Un denier de Lyon superfétatoire.
Cet article est paru dans le Bulletin de la Société Française
de Numismatique, septembre 1996.
Jean Duplessy, dans son ouvrage sur les monnaies françaises royales
(Paris-Maastricht, 1989), indique au chapitre "monnaies de cuivre, Henri IV"
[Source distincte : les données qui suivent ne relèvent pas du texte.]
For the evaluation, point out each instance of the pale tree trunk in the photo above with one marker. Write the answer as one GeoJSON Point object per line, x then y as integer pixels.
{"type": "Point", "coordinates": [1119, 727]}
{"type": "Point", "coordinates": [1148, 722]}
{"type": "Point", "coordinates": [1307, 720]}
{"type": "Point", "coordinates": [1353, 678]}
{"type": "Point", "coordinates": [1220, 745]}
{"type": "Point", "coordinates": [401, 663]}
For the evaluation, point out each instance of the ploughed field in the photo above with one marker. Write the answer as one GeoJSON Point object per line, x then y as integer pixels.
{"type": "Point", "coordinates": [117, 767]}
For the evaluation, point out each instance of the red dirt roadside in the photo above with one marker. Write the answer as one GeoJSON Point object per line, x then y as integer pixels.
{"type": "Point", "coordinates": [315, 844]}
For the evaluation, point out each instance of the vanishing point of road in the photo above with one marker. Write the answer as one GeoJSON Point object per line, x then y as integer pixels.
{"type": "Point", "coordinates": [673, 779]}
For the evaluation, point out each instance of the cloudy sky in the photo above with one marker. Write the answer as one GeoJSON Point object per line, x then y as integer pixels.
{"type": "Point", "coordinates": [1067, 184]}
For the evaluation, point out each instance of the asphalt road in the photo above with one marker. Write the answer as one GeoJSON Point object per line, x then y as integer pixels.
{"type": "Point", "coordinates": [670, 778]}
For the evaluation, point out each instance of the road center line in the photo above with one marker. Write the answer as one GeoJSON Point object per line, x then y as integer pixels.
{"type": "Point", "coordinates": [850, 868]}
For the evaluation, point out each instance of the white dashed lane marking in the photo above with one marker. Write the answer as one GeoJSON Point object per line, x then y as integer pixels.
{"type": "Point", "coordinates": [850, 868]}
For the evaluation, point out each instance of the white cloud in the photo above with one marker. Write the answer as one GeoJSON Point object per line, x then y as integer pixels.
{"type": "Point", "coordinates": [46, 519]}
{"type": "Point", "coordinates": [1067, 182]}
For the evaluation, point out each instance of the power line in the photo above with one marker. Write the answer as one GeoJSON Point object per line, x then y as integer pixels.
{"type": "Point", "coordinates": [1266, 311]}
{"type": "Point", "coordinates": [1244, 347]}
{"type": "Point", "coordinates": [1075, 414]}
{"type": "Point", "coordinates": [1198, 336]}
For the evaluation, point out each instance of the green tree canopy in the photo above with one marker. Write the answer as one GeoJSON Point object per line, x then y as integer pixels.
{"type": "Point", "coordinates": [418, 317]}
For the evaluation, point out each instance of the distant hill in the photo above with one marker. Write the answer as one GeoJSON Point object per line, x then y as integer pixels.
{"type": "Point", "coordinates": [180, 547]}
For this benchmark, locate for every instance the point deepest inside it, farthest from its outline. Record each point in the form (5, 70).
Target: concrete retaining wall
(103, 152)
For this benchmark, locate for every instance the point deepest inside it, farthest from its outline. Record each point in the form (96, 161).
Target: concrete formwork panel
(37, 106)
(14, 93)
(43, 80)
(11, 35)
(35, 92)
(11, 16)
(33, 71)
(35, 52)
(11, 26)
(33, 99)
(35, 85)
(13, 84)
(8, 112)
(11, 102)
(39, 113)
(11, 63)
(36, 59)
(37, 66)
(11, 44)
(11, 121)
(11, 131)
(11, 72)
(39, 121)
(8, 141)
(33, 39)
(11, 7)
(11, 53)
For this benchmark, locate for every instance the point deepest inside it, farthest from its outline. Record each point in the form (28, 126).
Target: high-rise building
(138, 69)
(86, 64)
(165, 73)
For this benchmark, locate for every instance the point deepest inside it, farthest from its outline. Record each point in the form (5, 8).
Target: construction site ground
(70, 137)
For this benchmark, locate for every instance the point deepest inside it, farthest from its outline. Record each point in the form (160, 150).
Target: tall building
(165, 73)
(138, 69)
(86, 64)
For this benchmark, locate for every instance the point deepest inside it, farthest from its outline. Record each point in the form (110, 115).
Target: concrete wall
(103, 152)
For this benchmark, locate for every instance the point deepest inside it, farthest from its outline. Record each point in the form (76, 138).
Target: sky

deux types de deniers tournois.
Le premier de ces types (N° 1274) se caractérise par un revers
avec deux lis accotés au dessus du différent d'atelier. Il existe
une variété fabriquée dans l'atelier de Tours : le différent
d'atelier est à l'exergue du droit et le revers comprend deux lis accotés
au dessus d'une tour (Marchéville N° 3159, Cabinet des médailles
N 8307).
Le second type (N° 1275) comporte, quant à lui, trois lis au
revers posés deux et un, tandis que la lettre d'atelier se trouve à
l'exergue du droit. Ce denier, signalé comme inédit,
aurait été frappé à Lyon en 1607. Un tel motif
de revers est surprenant car le nombre de fleur de lis est, depuis 1385 -
avec, il est vrai, des exceptions et variantes- un moyen de différenciation
entre les doubles tournois (trois lis), les deniers (deux lis) et oboles tournois
(un lis).


D'autres exemplaires de cette monnaie existent, par exemple dans la 54e vente
sur offres Albuquerque (N° 66), mais aussi dans des collections privées
(fig. 1 et 2). Une étude rigoureuse de ces monnaies permet d'affirmer
que ce denier, d'un type "inédit" n'est en réalité qu'un
faux frappé sur flan coulé. La tranche de ces monnaies comporte
une évidente trace de bavure de coulée, trace par ailleurs nettement
visible sur les exemplaires photographiés dans l'ouvrage de Jean Duplessy
(à 12 h. au revers) et dans le catalogue Albuquerque (à 12 h.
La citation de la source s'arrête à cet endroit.